Jocelyn goes through final makeup for her show. The crowd roars in the background. She steps out on stage and thanks the crowd for her support. She then tells them she wants to introduce them to the “love of her life.” Chaim, Finkelstein, and Nikki are shocked. Jocelyn tells him to stand in the corner. She says he’s hers forever.
Episode Breakdown – The Idol – Finale – “Jocelyn Forever”
This is another butchered episode, which ends in a way that makes no sense. While the first fifty minutes of the episode are well made, the last ten undoes any goodwill the show could have earned. The Idol continuously ran into walls its entire runtime, but there’s no rhyme or logic to the end of the show. From scene to scene the intentions of the characters do not align, and each step of the way, the acting gets worse. Any good feelings towards The Idol disappear by the end of the finale.
“Jocelyn Forever” shows the cracks in the series’ more impromptu elements. The Idol may have wanted spontaneity, but there’s no plot to speak of. Without much plot over the course of “Jocelyn Forever,” the gas runs out. Watching performers play songs we already know they’re capable of playing while record label execs tell us how good they are, does nothing for the emotional complexities of the series. While Levinson delivers some interesting visuals in the final moments of the series, the rest of the episode feels devoid of any emotional catharsis.
Depp finishes her five-episode streak well, and she more than proves her value apart from her father’s legacy. Depending on where she takes her career from here, she may find genuinely exciting offers available. Azaria appears to be the only one who understands what show he’s supporting and plays into the silliness of it. Randolph also lives up to her role, showcasing her talent and providing enough gravitas to make us believe someone actually has conviction.
However, the rest of the discussions throughout the episode are vapid.

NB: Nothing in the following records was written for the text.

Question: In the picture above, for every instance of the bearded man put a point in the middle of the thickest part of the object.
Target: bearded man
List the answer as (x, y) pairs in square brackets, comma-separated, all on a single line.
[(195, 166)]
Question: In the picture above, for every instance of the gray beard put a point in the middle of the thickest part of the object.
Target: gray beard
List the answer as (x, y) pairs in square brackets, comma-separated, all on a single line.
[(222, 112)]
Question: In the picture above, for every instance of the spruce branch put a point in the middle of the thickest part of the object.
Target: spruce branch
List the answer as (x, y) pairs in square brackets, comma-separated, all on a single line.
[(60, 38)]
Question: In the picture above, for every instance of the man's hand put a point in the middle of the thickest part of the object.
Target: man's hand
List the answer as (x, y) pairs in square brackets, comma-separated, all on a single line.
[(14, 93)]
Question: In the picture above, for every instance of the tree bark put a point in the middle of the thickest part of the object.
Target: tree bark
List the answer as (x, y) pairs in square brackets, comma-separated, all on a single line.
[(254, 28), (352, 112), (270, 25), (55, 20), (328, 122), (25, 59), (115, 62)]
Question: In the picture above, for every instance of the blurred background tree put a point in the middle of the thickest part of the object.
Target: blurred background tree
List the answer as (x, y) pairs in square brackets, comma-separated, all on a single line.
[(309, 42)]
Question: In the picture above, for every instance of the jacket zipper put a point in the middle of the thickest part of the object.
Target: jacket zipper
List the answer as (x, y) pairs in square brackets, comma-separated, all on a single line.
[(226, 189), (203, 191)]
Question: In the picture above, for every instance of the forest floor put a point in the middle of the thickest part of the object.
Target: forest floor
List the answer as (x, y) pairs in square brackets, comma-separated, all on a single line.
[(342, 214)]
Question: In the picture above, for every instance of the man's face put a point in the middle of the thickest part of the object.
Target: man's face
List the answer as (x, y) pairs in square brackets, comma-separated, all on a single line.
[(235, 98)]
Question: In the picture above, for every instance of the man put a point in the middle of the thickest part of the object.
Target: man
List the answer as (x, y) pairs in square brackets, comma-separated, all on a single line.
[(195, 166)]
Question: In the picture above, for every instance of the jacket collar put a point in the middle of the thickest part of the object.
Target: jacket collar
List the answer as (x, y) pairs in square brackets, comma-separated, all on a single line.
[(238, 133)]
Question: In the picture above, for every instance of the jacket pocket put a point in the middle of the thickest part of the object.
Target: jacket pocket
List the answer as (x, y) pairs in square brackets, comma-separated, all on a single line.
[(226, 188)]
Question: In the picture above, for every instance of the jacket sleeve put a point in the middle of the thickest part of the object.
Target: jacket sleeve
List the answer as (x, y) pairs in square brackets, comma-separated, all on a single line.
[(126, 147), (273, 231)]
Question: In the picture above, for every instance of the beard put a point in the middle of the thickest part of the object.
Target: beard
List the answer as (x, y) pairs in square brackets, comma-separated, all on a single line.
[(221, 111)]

Characters we’ve grown to care about simply exit stage left with no additional time to deconstruct their journey. Sennott once again feels overqualified for her role here and instead gets wasted. It’s a real shame because she had all the set-up required for an excellent final scene. Instead, we’re left holding the bag with no real resolution to her journey. We never got a payoff for Dan Levy‘s role in the show, and good for him to simply move on (or get cut out. Either is preferable to whatever happened here). Eli Roth is just kind of present, and Mike Dean is in the same position. Simply put, there’s too much talent and not enough material for them to sustain.
Ultimately, the Frankenstein nature of the show came through in its last two episodes. The first three offered some genuine moments of brilliance. The last two were nothing burgers of a show, neither satisfying the “good hang” or plot-focused storytelling that makes a series interesting.
Perhaps most damning of all, The Idol never found its voice. There’s no real growth from anyone, no interesting concepts to pull from, and no ideology to examine. At best, The Idol says the industry is full of vampires. Like Babylon before it, that narrative is simply not compelling. It’s about as vapid an idea as one can have about Hollywood or the music industry in 2023, and throughout The Idol‘s finale, we are left scratching our heads.